If a dot plot, stem and leaf plot or histogram separates into two or more groups of values (clusters), this suggests that the 'individuals' from which the data were recorded may similarly be split into two or more groups. Further investigation might reveal that the clusters correspond to ...

Detecting the cause of differences between the groups may lead to valuable insights into the data. For example, in a milk bottling plant it may be found that the evening shift has a lower quality output than the other shifts. Changes to this shift could potentially improve overall quality.

Eruptions of Old Faithful geyser

The Old Faithful is a geyser in the Yellowstone National Park in the USA that is known for its regular eruptions. Volunteers collected information about all eruptions in October 1980 (except for those from midnight to 6 am). The dot plot below shows the durations of these eruptions.
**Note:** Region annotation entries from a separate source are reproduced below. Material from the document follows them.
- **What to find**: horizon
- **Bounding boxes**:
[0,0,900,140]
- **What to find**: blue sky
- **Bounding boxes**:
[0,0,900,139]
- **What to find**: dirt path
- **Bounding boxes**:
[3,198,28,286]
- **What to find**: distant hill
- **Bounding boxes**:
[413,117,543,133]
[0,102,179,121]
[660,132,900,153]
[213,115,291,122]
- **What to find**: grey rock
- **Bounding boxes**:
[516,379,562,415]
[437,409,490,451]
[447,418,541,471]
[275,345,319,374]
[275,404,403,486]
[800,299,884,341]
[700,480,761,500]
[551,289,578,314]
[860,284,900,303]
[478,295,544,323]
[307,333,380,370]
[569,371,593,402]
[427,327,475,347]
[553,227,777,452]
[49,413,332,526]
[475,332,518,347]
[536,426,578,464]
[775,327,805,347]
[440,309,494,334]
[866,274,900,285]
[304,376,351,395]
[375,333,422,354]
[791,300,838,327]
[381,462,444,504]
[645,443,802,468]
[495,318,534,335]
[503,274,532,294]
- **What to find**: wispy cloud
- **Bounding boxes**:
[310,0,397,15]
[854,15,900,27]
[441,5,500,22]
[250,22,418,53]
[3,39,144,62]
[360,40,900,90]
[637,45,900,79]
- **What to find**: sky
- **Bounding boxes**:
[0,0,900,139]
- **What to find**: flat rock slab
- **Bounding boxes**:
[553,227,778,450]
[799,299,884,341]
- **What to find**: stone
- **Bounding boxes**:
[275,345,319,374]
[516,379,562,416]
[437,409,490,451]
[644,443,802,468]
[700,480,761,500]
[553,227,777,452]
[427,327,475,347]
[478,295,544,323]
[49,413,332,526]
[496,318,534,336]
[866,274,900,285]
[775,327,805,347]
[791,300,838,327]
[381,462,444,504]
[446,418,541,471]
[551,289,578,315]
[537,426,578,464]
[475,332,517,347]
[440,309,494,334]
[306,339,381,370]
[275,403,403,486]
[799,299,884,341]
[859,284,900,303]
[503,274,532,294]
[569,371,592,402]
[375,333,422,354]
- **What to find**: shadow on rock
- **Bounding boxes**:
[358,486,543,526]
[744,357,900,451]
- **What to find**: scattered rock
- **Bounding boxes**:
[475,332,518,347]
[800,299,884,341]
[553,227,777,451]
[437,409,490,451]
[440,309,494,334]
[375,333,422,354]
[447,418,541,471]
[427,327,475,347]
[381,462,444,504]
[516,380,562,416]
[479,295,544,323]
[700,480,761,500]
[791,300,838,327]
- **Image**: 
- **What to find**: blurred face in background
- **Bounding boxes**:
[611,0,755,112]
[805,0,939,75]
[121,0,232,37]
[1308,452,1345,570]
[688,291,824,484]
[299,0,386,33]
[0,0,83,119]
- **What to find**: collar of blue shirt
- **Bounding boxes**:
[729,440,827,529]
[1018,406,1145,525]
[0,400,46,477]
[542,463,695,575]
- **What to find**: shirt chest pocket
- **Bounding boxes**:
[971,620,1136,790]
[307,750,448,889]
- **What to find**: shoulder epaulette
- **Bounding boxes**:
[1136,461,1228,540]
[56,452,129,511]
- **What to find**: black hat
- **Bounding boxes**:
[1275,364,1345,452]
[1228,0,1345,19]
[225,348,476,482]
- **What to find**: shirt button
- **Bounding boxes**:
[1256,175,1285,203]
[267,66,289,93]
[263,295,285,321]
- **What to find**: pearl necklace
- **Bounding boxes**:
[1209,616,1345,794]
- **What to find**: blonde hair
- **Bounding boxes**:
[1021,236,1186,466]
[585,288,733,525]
The eruption durations form two distinct clusters, so there seem to be two different types of eruption. What other characteristics of the eruptions are different between the two types?

The next dot plot shows the distribution of the intervals between successive eruptions. Again, there are two clusters, though not quite as distinct.

Are the same eruptions in the same clusters for both variables? Are successive eruptions in the same or different clusters? (More advanced statistical methods are needed to answer these questions.)

Discovery of clusters is important information that should lead to further research.

Accounting Software Support data

The stem and leaf plot on the right describes the time (minutes) for the technical support staff at a software company to respond to queries about an expensive accounting program in one week. There is considerable variation in the times, ranging from about 10 minutes to 80 minutes.

There appears to be a low-density gap in the distribution between 30 and 50 minutes, suggesting that the queries may be split into two separate clusters.

Although this is only a small data set and the clusters are not well separated, they should be further investigated.

Further investigation of the data revealed that the two clusters of values corresponded largely to two different types of query — it took much less time to answer questions from new users (involving initial installation and setup) than questions from experienced users that often required accounting knowledge.

It is misleading to examine all the data together — we should separately display (and contrast) data from the two types of query.